Franck Leroy, the president of the Grand Est Region, described the decision as a decisive step in the environmental transition of the Saint-Avold Carling chemical platform. "The environment creates jobs and reindustrialises our area. We want to become the reference region for the circular economy,” Mr Leroy commented. Salvatore Coscarella, president of the urban community of Saint-Avold Synergie, noted that the plant would bring a brownfield site back to life and strengthen the existing network of industrial subcontractors.

Suez and Loop Industries had unveiled plans to build a recycling plant in France in 2020. At that time, they had hoped to start operations in 2023.

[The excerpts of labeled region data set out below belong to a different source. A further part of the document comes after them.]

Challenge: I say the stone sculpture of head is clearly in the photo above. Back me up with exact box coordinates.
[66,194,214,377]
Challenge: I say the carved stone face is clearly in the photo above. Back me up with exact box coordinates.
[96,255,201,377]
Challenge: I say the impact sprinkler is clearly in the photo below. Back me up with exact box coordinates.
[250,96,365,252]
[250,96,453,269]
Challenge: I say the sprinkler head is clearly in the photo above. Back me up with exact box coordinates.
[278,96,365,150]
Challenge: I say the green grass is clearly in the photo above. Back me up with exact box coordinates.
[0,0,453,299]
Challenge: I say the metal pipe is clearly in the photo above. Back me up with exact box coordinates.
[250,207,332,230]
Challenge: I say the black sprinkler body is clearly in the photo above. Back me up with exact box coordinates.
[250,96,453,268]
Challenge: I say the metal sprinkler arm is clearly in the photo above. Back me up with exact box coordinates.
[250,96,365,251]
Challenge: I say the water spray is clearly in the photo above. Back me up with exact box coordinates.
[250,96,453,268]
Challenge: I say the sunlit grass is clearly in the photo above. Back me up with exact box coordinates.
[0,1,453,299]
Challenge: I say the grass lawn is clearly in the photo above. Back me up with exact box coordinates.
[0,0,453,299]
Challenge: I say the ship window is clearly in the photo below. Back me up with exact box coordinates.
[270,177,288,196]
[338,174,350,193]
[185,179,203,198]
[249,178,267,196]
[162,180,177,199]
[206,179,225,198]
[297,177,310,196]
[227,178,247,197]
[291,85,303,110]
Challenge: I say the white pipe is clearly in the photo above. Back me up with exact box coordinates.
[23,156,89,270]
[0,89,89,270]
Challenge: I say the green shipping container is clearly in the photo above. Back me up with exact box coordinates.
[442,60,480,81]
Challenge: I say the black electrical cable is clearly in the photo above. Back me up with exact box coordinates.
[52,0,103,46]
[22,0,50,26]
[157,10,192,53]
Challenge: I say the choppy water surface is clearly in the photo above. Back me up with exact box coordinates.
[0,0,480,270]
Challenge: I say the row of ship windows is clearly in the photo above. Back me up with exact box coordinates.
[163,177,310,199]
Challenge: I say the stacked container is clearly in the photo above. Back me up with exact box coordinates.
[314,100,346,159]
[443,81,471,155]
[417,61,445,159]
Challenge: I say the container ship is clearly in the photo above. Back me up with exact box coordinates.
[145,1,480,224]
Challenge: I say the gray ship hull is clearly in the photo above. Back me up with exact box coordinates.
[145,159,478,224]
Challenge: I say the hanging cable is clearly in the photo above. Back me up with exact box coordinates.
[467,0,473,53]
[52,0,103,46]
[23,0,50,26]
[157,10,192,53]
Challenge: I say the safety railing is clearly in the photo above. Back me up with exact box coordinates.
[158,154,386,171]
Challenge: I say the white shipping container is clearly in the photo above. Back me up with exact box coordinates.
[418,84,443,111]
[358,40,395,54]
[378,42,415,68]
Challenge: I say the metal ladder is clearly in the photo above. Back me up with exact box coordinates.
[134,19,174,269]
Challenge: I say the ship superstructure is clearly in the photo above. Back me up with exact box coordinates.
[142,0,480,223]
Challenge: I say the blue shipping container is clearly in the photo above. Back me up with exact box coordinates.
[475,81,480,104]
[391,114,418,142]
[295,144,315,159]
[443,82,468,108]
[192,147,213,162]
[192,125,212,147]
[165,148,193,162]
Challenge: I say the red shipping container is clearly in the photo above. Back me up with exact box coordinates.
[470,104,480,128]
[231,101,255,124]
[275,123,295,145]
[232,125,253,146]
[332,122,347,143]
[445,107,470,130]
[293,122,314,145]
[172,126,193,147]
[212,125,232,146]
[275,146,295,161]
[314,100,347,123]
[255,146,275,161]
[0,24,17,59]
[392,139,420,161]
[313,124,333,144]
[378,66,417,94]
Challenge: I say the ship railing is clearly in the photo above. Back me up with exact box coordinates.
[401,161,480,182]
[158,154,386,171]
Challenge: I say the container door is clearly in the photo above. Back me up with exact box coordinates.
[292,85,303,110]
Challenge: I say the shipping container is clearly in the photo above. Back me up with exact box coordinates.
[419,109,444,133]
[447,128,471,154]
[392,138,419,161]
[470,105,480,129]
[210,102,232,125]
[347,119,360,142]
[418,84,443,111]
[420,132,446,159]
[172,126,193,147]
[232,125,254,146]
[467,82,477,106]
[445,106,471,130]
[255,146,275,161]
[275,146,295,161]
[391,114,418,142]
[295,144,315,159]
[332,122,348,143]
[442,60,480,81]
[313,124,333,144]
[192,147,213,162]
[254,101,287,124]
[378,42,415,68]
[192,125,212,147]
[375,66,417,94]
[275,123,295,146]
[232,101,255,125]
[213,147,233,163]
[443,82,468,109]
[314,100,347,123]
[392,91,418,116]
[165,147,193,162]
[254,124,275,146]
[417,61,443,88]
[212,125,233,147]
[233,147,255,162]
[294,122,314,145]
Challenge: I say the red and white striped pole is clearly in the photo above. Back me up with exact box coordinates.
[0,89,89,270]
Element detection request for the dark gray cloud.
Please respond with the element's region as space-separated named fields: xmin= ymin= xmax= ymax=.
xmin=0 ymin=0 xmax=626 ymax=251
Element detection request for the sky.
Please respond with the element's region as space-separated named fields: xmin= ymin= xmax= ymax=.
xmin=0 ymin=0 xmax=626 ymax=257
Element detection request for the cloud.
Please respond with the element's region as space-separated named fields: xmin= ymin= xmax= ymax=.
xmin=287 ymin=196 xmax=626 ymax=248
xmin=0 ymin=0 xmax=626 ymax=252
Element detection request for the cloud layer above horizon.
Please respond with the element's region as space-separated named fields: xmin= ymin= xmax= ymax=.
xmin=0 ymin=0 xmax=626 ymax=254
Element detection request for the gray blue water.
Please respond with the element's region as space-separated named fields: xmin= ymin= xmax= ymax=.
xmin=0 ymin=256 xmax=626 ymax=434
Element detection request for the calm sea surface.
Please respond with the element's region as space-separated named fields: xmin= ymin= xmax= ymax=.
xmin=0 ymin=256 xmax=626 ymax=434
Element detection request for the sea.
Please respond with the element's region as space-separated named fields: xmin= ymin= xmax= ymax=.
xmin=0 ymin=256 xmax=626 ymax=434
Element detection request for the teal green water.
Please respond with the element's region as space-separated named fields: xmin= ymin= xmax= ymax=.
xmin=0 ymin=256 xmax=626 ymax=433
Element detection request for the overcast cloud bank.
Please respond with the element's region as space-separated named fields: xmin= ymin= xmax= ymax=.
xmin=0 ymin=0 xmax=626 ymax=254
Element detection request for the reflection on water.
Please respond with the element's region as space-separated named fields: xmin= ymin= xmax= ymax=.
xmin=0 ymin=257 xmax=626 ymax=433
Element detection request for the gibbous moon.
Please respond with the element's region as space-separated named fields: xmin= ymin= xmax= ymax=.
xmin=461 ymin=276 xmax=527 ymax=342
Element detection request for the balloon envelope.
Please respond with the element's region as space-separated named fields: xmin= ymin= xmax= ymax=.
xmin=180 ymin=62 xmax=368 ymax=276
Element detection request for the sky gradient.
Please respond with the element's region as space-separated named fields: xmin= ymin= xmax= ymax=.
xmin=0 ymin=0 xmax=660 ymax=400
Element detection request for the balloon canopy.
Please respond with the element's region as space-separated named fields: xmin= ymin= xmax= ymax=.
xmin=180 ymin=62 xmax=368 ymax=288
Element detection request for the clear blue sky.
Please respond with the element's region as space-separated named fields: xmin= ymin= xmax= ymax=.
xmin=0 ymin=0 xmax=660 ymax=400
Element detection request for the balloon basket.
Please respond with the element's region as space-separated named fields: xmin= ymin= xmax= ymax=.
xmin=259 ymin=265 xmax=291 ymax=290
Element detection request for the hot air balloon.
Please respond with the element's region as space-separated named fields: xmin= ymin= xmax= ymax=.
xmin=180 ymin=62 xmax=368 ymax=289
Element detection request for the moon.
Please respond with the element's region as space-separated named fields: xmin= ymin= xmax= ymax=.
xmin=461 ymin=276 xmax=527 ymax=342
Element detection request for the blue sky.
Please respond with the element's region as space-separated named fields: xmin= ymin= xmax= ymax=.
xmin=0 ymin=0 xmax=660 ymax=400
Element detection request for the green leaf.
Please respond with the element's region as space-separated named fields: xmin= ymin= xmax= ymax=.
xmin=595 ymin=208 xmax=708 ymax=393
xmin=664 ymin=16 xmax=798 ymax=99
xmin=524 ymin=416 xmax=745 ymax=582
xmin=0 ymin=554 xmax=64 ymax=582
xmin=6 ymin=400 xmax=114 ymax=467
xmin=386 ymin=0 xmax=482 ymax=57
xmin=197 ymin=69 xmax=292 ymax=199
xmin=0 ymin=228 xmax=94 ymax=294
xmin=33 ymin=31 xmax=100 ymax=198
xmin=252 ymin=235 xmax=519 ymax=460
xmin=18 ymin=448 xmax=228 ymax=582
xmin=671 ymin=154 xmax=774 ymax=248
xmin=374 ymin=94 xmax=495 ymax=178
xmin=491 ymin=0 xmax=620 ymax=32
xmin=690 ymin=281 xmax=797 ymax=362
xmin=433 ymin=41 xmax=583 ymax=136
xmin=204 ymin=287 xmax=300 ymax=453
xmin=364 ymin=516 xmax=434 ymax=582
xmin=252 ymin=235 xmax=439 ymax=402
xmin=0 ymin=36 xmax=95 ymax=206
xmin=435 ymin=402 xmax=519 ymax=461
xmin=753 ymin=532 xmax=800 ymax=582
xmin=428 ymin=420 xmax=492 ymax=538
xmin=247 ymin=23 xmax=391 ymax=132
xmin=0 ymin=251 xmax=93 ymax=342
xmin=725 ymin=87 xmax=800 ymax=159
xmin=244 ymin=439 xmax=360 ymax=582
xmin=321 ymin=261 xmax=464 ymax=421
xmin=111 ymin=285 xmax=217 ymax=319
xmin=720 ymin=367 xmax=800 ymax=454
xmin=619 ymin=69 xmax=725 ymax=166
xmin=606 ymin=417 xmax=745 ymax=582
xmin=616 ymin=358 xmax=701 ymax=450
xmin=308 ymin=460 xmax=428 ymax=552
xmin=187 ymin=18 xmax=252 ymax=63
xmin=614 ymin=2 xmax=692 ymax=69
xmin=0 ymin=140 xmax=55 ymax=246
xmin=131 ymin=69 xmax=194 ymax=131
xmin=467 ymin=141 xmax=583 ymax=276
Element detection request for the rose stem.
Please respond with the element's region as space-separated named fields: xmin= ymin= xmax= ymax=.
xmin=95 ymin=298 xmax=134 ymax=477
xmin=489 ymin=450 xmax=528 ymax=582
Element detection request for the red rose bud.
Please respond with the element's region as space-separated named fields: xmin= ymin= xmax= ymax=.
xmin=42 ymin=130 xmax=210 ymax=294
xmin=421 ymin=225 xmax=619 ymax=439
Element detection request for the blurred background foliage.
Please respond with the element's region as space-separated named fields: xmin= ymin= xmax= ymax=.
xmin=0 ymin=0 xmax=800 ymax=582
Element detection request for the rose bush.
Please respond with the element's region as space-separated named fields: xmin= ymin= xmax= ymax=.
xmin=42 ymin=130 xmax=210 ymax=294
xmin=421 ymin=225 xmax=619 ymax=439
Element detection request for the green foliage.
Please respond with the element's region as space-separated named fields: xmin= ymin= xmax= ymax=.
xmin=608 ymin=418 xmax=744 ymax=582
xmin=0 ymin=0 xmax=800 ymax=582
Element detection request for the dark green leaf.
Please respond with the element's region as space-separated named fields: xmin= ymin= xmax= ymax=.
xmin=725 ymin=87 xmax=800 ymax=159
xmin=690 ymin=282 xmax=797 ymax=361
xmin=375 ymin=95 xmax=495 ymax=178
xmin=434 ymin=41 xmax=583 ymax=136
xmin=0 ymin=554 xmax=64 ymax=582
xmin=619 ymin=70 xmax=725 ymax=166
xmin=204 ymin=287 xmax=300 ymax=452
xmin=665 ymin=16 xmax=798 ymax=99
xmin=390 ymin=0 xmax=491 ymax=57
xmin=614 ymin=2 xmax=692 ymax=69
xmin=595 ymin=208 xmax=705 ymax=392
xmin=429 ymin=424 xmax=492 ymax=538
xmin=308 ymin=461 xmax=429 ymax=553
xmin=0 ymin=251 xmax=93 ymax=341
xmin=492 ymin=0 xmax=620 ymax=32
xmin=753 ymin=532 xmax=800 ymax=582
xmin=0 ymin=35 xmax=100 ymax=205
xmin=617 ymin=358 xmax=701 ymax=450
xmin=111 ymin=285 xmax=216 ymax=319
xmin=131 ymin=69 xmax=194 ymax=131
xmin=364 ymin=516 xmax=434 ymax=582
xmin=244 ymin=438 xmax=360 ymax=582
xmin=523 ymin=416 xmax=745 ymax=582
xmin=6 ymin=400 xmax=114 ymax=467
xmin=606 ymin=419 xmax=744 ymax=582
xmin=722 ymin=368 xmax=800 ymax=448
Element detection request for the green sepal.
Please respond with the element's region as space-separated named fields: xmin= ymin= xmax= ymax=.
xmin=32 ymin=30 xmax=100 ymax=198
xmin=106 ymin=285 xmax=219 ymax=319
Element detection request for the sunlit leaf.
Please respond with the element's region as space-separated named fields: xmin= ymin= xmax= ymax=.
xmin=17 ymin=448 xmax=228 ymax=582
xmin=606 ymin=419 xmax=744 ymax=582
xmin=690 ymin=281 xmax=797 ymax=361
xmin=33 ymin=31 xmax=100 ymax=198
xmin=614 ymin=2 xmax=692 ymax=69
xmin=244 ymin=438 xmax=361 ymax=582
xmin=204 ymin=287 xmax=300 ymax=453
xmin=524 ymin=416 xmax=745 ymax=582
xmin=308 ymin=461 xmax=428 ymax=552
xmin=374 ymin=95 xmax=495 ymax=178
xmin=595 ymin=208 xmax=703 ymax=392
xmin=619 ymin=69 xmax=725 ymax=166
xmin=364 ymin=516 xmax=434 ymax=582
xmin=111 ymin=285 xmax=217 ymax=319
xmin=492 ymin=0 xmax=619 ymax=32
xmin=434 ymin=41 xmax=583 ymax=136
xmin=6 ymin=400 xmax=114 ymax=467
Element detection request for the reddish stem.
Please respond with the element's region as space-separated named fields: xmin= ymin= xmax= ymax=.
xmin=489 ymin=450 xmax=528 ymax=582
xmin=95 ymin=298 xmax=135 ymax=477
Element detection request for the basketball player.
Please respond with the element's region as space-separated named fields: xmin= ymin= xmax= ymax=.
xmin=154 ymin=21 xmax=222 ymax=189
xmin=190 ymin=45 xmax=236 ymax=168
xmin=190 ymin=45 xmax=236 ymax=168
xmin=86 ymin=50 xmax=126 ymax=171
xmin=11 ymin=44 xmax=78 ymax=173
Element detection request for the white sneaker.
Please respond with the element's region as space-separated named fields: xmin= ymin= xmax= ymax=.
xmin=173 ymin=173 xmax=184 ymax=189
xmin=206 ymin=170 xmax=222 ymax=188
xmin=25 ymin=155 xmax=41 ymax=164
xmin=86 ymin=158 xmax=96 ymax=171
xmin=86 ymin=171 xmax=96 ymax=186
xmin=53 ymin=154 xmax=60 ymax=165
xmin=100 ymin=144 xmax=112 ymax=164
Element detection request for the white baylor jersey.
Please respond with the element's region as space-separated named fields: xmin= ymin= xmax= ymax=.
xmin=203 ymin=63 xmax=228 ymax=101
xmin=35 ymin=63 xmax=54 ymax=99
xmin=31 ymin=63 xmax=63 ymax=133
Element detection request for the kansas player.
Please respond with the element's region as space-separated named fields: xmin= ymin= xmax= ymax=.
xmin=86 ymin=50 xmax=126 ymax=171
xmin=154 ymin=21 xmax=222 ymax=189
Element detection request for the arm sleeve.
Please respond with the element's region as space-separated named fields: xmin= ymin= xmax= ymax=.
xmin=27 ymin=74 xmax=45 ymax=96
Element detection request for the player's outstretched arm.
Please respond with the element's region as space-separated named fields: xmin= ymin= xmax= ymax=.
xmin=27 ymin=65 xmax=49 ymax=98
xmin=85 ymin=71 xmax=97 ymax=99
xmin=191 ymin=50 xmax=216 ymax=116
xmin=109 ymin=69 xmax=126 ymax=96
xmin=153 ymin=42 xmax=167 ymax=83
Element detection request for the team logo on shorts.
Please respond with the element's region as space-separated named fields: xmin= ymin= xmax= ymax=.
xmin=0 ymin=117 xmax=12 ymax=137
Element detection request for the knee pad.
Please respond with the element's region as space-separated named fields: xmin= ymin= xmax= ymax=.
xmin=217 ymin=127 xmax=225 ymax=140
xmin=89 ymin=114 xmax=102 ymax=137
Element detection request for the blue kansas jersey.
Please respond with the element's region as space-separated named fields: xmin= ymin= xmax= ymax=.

SK planning major plastics recycling cluster in South Korea

In addition to this partnership in Europe, SK Geo Centric is pursuing several plastic recycling projects in Ulsan in South Korea. According to the group, these activities will form an "Advanced Recycle Cluster" and will come online in the second half of 2025. The planned facilities include another Loop Industries depolymerisation plant for PET waste with a design capacity of 94,000 tonnes a year.

A pyrolysis facility with a capacity of around 60,000 tonnes using technology from the British supplier Plastic Energy is also in the pipeline. The companies signed a heads of agreement covering the project last November. SK also intends to build a post-treatment plant for pyrolysis oil with an annual capacity of 100,000 tonnes.

Another plant is to recycle polypropylene waste using a solvent-based process from the US provider PureCycle Technologies. The company and SKGC founded a 50/50 joint venture for this purpose in October 2022. Last November, SK put the overall investment in the recycling cluster at about KRW1.7tr in the local South Korean currency, equivalent to about €1.22bn.